Closing the concert is Puerto Rico native Roberto Sierra’s Caribbean Rhapsody (2010). The result of a decade-long collaboration between Carter and Sierra, Caribbean Rhapsody marries classical and Latin jazz influences and showcases Carter’s virtuosity. It draws on Sierra’s memories of growing up in Puerto Rico and the music he heard on jukeboxes—from the sensuous opening boléro, to the Latin riffs reminiscent of son montuno with alternating reflective and spirited music. Sierra wrote the piece as a musical reunion for Carter and his cousin, violinist Regina Carter. Sierra was “curious to see the combination of James and Regina improvising together and also on two different instruments—the sax, basically from the jazz tradition, and the violin, the quintessential orchestral instrument.” The resulting juxtaposition of saxophone and violin, viola, cello and bass is a refreshingly new hybrid of musical elements.

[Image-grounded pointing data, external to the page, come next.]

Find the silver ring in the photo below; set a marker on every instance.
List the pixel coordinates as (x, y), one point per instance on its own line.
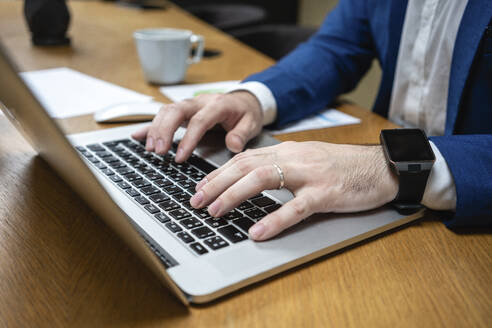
(281, 176)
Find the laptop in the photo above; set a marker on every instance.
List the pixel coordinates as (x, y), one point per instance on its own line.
(145, 199)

“When I first heard James Carter perform, a whole new set of possibilities opened up in my creative mind,” says Sierra. “I realized that his extraordinary gifts as musician and improviser would be fertile ground for the collaboration that culminated in the writing of Caribbean Rhapsody. I think that what I write is expression that comes from my soul, and a reflection of my own life experiences…This rhapsody not only recalls memories of tropical colors and sounds, but also exposes the pulse of life—the life that I knew growing up in Puerto Rico.”

Tickets range from $24 to $85 and are on sale through the Tacoma Arts Live box office. To order tickets, call 253-591-5894 or visit symphonytacoma.org. Saxophone Fusion is sponsored by KeyBank, Marine Floats, South Sound Physical & Hand Therapy, Kareem Kandi World Orchestra, Northwest Public Broadcasting and KNKX.

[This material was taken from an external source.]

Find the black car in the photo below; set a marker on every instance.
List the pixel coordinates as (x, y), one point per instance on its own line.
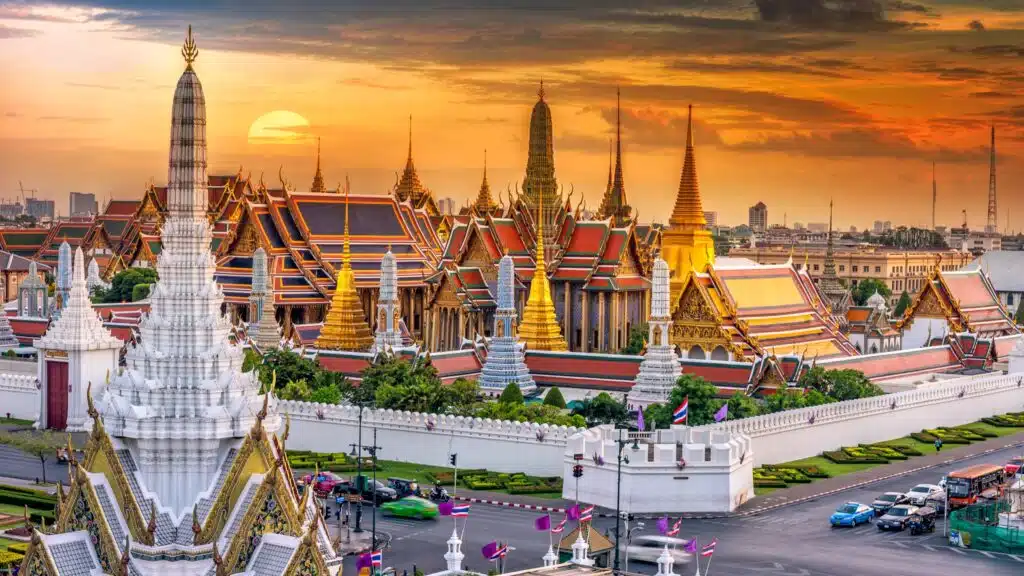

After Wynton Marsalis, no one caused more of an uproar than James Carter did when he appeared on the New York jazz scene from his native Detroit. Carter’s debut recording, JC on the Set, issued in Japan when he was only 23 and in the States a year later in 1993, was universally acclaimed as the finest debut by a saxophonist in decades. Carter plays both tenor and soprano sax in this four-movement work.

An artist long intrigued by contrasts and hybrids, James Carter resists comfortable categorization. “You have to be totally comfortable wherever,” he says. “I feel that music equals life; that’s the way my teacher always taught me. You just can’t go through life and experience it fully with a set of blinders on. I think there’s tremendous beauty in cross-pollinations of music and influences.”

In many ways, weaving together divergent impulses is at the heart of Carter’s music. Like the late tenor sax titan Ben Webster, he’s given to furious, high-velocity solos, but is just as likely to wax sentimental, using his big, bruising tone to tenderly caress a comely melody.

Born in Detroit, Carter learned to play saxophone at age 11 and was considered a prodigy. In 1986 at the age of 17, he began touring with Wynton Marsalias. He has been prominent as a performer and recording artist on the jazz scene since the late 1980s, playing saxophones, flute, and clarinets.